Bartender Greg Best’s hangover cure? Chick-fil-A or a lot of eggs

Plus 12 more things we learned from the co-owner of Ticonderoga Club

13 Questions is a weekly series where we ask chefs and bartenders 13 questions to get to know them outside of the kitchen and bar. Greg Best is the co-owner of Ticonderoga Club and one of the original founders of Holeman and Finch Public House.

Photo by Hugo Juarez Photography
Photo by Hugo Juarez Photography

What is your snack food guilty pleasure?
Peanut M&Ms, the family-size sharing bags but I don’t share it. I’ll tuck them away like a squirrel and have just four a day. I’m weird because I grew up with five siblings, so I used to have to hide them.

What was your first drink?
A gin and tonic. I was 10 or 11 and at my cousin’s wedding. The adults were all hammered and having such a great time, and I couldn’t figure out why everyone went from stuffy and uptight to having fun. So I decided to attach a bunch of straws together and try what the adults were having and that did not go well. I ended up passed out under a table. I remember the gin and tonic partly because it’s what my relatives drank, and it was such a bizarre flavor for a kid—so bitter, dry, and tannic. I thought, “What is this? It tastes like a Christmas tree.”

What was the last TV show you bingewatched?
The Black List. I got totally hooked on James Spader just being a creep, which he does so well.

What’s your hangover cure?
The most effective for me is a ton of water, then a Chik-fil-A spicy chicken sandwich or an ungodly amount of eggs over-easy, like six eggs. But the easiest way to tell if I’m hungover is I won’t be drinking coffee.
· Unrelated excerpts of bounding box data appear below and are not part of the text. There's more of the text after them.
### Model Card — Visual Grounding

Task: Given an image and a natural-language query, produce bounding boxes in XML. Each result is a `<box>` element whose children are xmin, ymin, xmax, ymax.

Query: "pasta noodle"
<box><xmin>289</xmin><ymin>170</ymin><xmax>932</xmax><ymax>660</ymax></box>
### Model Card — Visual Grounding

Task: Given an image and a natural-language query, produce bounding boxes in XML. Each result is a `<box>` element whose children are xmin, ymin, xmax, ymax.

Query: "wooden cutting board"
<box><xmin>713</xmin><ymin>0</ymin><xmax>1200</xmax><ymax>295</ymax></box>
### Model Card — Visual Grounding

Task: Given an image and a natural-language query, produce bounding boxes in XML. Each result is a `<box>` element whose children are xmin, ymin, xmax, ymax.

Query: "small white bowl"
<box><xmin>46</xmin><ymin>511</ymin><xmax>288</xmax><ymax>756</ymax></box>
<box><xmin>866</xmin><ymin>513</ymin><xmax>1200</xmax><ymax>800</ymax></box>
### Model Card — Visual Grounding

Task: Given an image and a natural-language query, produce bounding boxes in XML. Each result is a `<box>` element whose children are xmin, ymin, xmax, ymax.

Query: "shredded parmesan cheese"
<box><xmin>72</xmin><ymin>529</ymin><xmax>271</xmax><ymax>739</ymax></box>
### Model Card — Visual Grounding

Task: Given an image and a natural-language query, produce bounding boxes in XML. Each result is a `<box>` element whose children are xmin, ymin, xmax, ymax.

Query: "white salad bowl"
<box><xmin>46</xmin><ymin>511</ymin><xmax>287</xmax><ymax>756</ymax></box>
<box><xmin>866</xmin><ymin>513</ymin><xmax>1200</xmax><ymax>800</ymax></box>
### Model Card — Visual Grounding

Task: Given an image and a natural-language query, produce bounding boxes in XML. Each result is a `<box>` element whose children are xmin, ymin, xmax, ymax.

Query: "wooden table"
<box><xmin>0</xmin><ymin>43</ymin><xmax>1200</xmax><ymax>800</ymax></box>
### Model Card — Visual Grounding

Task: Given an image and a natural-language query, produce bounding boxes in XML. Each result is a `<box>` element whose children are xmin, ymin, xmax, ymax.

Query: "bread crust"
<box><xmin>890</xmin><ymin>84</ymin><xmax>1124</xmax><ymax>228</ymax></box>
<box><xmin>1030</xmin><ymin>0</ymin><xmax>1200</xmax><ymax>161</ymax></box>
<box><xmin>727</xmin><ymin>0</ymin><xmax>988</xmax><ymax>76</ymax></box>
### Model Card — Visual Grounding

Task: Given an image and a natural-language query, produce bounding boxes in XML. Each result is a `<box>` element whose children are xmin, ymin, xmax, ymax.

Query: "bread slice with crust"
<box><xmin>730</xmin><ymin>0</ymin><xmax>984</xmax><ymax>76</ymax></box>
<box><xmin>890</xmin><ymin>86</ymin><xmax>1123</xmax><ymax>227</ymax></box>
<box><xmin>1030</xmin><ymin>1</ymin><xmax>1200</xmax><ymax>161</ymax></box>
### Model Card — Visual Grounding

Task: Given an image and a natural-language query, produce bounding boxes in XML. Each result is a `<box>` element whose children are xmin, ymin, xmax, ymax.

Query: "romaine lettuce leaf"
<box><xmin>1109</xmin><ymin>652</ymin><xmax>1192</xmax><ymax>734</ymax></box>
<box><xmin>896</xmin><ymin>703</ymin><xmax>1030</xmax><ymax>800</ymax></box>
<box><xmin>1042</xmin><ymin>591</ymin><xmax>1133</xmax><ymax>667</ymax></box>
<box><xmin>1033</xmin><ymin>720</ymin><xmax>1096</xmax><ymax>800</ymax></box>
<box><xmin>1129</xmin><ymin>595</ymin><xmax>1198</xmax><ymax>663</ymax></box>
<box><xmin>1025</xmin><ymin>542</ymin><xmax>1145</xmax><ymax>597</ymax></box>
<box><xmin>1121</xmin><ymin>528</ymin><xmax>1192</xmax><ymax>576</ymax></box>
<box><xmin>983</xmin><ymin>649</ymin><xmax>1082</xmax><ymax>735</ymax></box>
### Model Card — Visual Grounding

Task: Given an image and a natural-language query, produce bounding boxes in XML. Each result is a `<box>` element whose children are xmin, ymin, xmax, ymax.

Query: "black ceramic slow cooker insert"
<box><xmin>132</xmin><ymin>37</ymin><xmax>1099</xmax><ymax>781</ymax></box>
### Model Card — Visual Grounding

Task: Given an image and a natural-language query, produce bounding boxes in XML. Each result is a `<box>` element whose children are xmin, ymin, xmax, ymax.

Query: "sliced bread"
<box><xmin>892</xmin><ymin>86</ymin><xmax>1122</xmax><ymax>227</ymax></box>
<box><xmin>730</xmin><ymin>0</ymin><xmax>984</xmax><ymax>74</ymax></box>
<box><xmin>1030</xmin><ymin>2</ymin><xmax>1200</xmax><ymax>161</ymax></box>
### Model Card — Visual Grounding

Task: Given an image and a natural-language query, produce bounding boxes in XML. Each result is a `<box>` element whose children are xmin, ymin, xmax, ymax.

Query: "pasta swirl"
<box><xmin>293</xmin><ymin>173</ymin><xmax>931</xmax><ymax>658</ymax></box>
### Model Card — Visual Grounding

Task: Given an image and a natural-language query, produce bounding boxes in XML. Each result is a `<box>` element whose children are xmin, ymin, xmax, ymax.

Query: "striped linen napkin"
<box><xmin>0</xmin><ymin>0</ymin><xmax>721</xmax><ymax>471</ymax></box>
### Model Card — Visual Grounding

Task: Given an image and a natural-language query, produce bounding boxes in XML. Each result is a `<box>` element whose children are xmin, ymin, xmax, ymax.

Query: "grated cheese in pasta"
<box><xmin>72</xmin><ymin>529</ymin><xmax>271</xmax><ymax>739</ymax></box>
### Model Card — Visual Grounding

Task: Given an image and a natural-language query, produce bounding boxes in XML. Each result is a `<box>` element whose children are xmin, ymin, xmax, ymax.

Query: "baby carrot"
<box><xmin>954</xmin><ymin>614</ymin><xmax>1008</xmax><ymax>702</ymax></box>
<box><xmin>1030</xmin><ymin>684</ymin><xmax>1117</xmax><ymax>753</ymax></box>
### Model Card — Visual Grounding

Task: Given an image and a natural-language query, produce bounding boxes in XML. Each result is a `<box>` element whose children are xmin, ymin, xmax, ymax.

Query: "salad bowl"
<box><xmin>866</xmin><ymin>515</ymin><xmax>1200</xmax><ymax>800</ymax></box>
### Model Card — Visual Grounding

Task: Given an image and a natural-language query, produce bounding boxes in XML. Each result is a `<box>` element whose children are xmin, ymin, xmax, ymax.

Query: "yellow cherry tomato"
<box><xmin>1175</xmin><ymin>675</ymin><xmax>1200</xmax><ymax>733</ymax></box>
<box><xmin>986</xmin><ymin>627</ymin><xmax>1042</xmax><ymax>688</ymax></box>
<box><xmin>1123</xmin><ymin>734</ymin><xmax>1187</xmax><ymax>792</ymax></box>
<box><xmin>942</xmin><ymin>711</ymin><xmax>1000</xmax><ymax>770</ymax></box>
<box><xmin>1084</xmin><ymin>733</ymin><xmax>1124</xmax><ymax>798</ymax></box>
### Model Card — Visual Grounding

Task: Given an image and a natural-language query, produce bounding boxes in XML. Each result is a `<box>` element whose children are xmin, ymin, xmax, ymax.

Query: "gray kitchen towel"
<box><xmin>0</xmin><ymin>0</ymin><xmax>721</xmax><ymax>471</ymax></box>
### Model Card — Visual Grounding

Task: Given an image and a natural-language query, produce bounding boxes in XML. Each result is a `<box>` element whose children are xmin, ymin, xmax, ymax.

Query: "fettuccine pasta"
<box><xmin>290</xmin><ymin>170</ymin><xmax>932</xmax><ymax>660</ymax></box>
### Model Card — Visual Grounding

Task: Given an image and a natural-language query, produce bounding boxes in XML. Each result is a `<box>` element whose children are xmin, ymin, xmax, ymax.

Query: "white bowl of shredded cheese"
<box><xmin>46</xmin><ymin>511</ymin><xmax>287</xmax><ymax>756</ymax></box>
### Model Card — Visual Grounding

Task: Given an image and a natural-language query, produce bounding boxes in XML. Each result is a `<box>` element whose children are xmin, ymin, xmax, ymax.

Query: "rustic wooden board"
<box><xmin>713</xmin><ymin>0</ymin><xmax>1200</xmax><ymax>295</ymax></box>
What would your superpower be?
Teleportation, so I could be in all the places I always want to be as quickly as necessary: events, work, concerts.

What’s one cocktail trend you can’t stand?
I don’t necessarily see the logic in the whole liquid nitrogen thing with drinks. If they go past a certain temperature, cocktails close up, and you don’t get much flavor out of them. I don’t understand the logic of liquid nitrogen outside of pure theatrics, and theatrics for the sake of theatrics tend to be more novelty and that’s a troublesome rabbit hole to fall into.

What was the biggest culture shock moving from Poughkeepsie to Atlanta?
I got here via Las Vegas, and the biggest culture shock was Vegas in general. From Vegas to here, the biggest culture shock was a positive one. The culture shock was how amazingly warm and friendly everyone is. Coming from New York, they’re all very much guarded. Ultimately, it’s the reason I chose to stay here.

What’s your favorite dive bar?
I really love the Righteous Room. When I go out, I usually default to a beer and a shot. I almost always drink Guinness. At most bars I go into, they start pouring it before I even order. The shots vary, sometimes tequila, Fernet. Dive bars are the most important foundation of drinking culture. If you don’t know where the proverbial bottom is, how can you find the top? You have to understand the entire landscape to be an active and meaningful part of it.

What would you be doing if you weren’t bartending?
I’d probably be one of those weirdos who dresses up in costume like at historical sites. I could see myself doing a Civil War reenactment or being a Medieval Times court jester.

What was the last great book you read?
I reread The Moviegoer. Paul [Calvert] gave me a copy for my birthday last year. It’s a great example of stepping out of your comfort zone and into the world around you.

What’s your favorite city to drink in other than Atlanta?
Probably New Orleans because of all my friends there and all the history there. Napoleon House is my favorite bar. It’s a fantastic example of a place that history has imbued with a personality.

You work with a lot of other famous Atlanta bartenders. Do you guys ever get competitive?
No. The thing that is most endearing to me about this city and the thing I am so proud of is that our competition is all based in camaraderie. We love sharing ideas and each person manifesting them with their unique twist. But whenever we do an event, we see who will sell out of their drink first.

What’s the worst drink you’ve ever made?
One day I went through a variety of mixers and came up with something with whiskey, vermouth, and bitters. Then I realized I had just invented the Manhattan in front of my entire staff. It was really embarrassing.